To answer these questions, we’re providing you with an Infographic below (courtesy of FICO) and insights from some of the hottest companies in Big Data.
Data Scientist: Skills in Demand, Not Degrees
First off, there is no question that Data Scientists and Big Data Wranglers are in high demand. FICO recently reported that there was a 15,000% increase in job postings for data scientists between summer 2011 and summer 2012. Add to that that 1.5 million more data-literate managers will be needed by 2018, and you’ve got a lot of jobs.
But you won’t find many, if any, data scientists in the working world with “data scientist” on their diploma. In fact, some of the world’s most talked about data scientists didn’t know that they wanted to be data scientists when they began their careers, so getting that specific degree (and it’s doubtful that any formal data science programs existed at universities five years ago) probably isn’t key to being successful.
We did a quick perusal through the profiles of some of today’s leading data scientists to see what they were studying before they earned their fancy titles, here’s what we found: Jeff Hammerbacher and DJ Patil studied Mathematics; Hilary Mason studied Computer Science; Doug Cutting, co-founder of Hadoop, has an AB in linguistics and Jonathan Goldman one of LinkedIn’s earliest data scientists studied Physics.
And we’re pretty sure that few, if any, of these folks applied for a role as a “data scientist” when they got their first jobs, so if you’re not a data scientist right now, but you think that you’ve got what it takes to become one, there’s room for hope, and plenty of it.
Consider that some of the companies that employ the world’s most prominent data scientists aren’t even sure of exactly what a data scientist’s academic background should look like.
"The particular set of skills required to perform data science in practice is both still being defined and hard to accumulate through conventional curricula,” says Ryan Goldman, Services and Training, marketing manager, Cloudera.
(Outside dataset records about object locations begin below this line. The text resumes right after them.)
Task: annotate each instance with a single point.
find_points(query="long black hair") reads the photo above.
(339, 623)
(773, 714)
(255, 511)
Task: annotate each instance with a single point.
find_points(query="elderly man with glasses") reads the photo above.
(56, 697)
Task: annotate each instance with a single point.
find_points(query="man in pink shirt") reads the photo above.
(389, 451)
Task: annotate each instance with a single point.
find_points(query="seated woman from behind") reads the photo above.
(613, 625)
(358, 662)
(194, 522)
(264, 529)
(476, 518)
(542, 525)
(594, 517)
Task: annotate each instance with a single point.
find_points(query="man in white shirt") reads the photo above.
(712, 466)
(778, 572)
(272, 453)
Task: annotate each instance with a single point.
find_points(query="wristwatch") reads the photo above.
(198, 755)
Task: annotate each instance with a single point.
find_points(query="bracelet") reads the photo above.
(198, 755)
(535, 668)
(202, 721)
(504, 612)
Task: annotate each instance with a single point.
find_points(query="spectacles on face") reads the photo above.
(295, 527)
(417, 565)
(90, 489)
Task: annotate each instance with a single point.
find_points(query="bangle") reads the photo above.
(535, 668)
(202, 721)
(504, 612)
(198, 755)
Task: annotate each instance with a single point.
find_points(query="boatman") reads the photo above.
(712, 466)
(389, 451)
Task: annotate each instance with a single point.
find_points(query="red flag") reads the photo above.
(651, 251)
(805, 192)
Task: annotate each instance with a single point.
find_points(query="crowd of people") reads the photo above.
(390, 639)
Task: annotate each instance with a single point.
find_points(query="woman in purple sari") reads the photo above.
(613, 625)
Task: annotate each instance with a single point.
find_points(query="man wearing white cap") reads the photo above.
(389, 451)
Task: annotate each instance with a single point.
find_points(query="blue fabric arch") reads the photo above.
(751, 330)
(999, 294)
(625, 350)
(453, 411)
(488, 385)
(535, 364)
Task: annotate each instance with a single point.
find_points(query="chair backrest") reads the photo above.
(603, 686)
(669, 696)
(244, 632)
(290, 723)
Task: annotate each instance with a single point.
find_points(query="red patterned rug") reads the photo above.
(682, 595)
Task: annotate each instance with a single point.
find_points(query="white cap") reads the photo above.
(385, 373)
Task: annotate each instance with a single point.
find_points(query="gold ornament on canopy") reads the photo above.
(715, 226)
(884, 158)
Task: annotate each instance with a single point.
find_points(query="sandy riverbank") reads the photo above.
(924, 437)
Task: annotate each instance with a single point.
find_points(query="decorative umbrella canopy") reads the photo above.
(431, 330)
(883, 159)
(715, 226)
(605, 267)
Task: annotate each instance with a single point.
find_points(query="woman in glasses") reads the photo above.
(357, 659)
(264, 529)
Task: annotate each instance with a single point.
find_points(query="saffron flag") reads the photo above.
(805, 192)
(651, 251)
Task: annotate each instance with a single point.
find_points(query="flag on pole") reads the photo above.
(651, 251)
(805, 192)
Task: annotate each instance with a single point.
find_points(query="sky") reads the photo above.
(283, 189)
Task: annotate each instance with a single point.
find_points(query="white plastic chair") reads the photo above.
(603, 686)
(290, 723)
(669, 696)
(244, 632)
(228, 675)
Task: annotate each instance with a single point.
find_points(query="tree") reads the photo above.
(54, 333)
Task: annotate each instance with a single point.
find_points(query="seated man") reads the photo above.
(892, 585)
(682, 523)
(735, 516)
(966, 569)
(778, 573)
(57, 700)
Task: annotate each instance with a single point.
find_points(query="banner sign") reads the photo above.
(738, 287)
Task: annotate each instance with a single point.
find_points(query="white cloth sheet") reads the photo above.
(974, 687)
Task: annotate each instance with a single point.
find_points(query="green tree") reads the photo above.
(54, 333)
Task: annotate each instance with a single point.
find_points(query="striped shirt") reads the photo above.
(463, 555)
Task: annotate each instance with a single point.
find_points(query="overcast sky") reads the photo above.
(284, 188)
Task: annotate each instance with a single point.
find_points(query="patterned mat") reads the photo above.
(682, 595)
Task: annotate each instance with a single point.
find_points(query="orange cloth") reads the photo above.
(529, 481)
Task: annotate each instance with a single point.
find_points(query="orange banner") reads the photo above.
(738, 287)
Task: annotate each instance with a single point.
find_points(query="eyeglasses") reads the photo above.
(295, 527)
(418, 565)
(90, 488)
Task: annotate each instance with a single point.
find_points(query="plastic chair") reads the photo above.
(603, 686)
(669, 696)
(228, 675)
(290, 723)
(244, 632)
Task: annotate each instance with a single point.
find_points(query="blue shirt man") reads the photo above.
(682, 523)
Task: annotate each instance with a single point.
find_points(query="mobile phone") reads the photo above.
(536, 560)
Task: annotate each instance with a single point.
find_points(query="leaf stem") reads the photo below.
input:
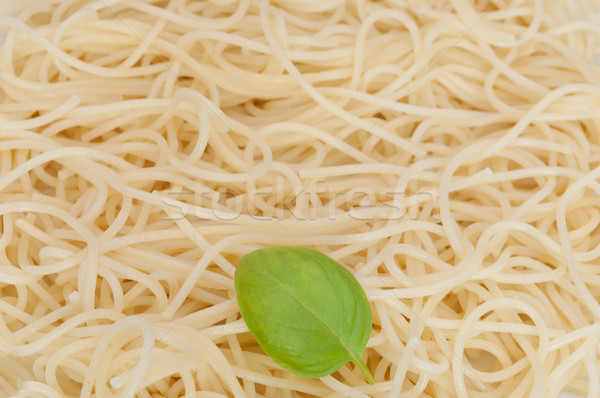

He adds that the data scientist role is relatively new and mainly populated by “people who are better at statistics than any software engineer and better at software engineering than any statistician,” a phrase he’s borrowed from Josh Wills, Cloudera’s Director of Data Science.
Lisa Arthur, Chief Marketing Officer at Teradata adds that a softer set of skills is required as well
Companies are in need of employees who can sort through enormous data sets to find valuable insights, but few people have the right mix of technical and business know-how,” she says. “While an IT degree is helpful, it ultimately comes down to a potential employee’s softer skills. Can they identify insights that their more technical colleagues may not see? Can they present data-driven findings in a way that the board room understands? These are the types of questions companies are asking, and a degree cannot necessarily equip graduates with these skills.”
And though degree programs are emerging, it’s yet to be seen as to whose programs will be best and what their worth will be.
“For now given the scarcity of talent, learning about big data technologies thoroughly and being able to apply them consistently may be enough to land a job,” says Jonathan Ellis, Co-founder and CTO of DataStax.
Training is the Ticket to Fill the Data Scientist Gap
Degree programs may be great (once they’re here), but for those with the right backgrounds, training may be the ticket.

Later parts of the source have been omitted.